Mount Vernon High School held commencement exercises for 125 students Sunday, May 24.
Mount Vernon superintendent Matt Leeman gave advice to graduating seniors.
“The first piece of advice is who you are will matter more than your accomplishments,” Leeman said. “They won’t remember your GPA, your class rank, your SAT scores, but they will remember how you treated them.”
Leeman said the class of 2026 is full of talent, and what the world needs is people willing to make great decisions.
He encouraged the class to be courageous and make decisions, noting you don’t get anywhere making choices from safe places.
Mount Vernon senior Grace Hale gave her speech, noting some of her accomplishments.

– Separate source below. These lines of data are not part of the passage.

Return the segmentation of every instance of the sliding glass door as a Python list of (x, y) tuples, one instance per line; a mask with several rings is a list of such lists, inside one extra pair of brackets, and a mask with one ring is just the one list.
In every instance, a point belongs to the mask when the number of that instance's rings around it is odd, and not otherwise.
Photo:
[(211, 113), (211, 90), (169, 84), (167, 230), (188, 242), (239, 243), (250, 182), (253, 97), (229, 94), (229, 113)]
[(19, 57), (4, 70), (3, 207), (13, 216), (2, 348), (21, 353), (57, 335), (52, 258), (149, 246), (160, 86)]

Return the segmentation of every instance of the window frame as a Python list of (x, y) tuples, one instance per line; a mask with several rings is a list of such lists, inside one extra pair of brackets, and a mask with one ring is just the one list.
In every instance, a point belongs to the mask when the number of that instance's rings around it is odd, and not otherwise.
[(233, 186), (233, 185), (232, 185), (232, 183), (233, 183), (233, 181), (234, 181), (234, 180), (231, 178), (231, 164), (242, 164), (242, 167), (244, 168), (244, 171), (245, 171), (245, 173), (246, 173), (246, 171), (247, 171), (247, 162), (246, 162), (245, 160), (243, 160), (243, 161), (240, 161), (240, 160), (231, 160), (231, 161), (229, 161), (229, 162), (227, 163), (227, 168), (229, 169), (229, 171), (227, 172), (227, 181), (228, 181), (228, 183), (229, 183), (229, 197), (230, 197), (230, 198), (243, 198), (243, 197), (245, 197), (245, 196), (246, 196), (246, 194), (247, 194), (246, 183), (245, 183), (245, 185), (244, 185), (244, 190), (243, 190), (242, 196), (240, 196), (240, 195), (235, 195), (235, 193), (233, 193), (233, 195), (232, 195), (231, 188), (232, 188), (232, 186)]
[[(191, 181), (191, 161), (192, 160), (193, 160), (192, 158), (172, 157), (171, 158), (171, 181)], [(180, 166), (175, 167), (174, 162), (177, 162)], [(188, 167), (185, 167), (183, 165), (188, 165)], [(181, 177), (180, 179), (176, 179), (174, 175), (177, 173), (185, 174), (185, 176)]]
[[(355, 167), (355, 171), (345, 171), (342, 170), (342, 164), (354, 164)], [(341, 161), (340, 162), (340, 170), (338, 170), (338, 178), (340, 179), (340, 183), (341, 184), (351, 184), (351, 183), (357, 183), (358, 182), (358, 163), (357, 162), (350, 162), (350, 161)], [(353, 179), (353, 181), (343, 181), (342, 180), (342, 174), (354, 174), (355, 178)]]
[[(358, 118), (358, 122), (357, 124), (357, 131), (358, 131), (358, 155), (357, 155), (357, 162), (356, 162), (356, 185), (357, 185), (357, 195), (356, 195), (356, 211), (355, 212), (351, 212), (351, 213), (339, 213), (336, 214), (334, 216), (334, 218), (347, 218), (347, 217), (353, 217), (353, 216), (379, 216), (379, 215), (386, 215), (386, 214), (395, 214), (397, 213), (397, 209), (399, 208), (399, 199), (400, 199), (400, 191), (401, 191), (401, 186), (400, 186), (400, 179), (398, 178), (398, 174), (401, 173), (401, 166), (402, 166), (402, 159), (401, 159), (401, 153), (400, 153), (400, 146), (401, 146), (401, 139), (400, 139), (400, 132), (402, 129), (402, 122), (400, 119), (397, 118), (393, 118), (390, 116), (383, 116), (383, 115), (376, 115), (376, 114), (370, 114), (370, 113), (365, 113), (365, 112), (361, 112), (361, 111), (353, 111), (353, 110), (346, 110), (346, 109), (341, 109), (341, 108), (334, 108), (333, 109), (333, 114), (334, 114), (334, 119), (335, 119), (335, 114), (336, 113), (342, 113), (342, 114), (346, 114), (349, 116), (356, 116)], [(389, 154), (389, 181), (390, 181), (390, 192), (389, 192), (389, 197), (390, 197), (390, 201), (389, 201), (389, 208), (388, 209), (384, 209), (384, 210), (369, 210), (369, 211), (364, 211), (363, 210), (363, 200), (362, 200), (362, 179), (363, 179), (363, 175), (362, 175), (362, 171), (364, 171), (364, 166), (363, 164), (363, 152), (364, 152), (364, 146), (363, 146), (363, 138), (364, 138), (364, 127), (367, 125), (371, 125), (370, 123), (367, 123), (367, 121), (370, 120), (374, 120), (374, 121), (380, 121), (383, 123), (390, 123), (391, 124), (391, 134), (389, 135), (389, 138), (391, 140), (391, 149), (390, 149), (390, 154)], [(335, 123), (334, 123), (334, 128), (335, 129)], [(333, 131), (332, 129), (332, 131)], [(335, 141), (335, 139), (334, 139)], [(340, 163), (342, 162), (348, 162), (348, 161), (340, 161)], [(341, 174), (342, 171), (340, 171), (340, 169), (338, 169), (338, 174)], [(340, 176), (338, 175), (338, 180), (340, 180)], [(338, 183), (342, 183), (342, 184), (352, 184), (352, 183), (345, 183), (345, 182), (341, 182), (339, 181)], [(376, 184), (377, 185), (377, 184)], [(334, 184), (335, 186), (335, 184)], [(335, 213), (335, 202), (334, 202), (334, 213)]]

“There is a quote outside of our beloved senora’s rooms that reads ‘this must be the place,’” Hale said. “I find it awfully true, for Mount Vernon High School is a place where it is easy to find an opportunity to soar. So much so, that we have been set up for success outside of these walls, rather than just in them.”
Hale encouraged her fellow Mustangs to keep going and excelling out in the real world, to offer the gifts they have to offer.
“Be yourself, but do it with defiant joy,” Hale said. “Defiant joy against both the struggles, the mundane and whatever comes your way. Wherever this life may lead you all, I’m glad I get to know you and be with you, my peers, my classmates, my childhood friends. Get grateful and keep going.”
Mount Vernon senior Norah Weber gave a speech about what makes a person an individual.
“Maybe it wasn’t the winning itself, but the exhilaration and pride you felt knowing the obstacles you overcame to do it,” Weber said. “Or maybe it was the coaches that created a family that you will have the rest of your life.”
Weber spoke about how music gave her a focus in her life, on how singing the wrong note loud and proud was better than not singing at all.
“Messing up my liens wasn’t a reason to quit,” Weber said, of her time in the musical. “It was an opportunity to – in Mr. Stephen’s words – #justact. At Mount Vernon, our accomplishments might be applauded, but when we grow from our failures, we are celebrated. Our talents are recognized, but our character and empathy are what defines us.”
Weber said the success of students is in all of the people who believe in them. She noted Thad Wilkins message on living with integrity is important.
“Wilkins tells us our class is always too worried about being perfect, that if we free ourselves to be free in the music, the rest will take care of itself,” Weber said. “Let yourself be free in the unknown, the journey, wherever it takes you. Celebrate the little moments, grow from the failures. All those moments add up to define what makes you.”
Math teacher Nathan Namanny was the faculty speaker selected by the class of 2026.
Namanny said that this class was special because of how they treat themselves and one another.
He also answered when students would use math in the real world.
“Math is not always linear,” Namanny said. “Sometimes solving for an equation is not always a simple path to an answer. Many of you have circled an answer when you know it’s wrong, and you continue working the problem. That’s what life is. Solving one problem after another. You continue to work the problems.”
The three attributes Namanny said would be important are effort, perseverance and character.
Effort was giving something all you have in all you do, according to Namanny.
Perseverance is the ability to keep moving forward.
“Human beings are never going to be stationary,” Namanny said.
Character tied into the message Leeman uttered earlier in the day, the importance of the choices someone makes in their lives.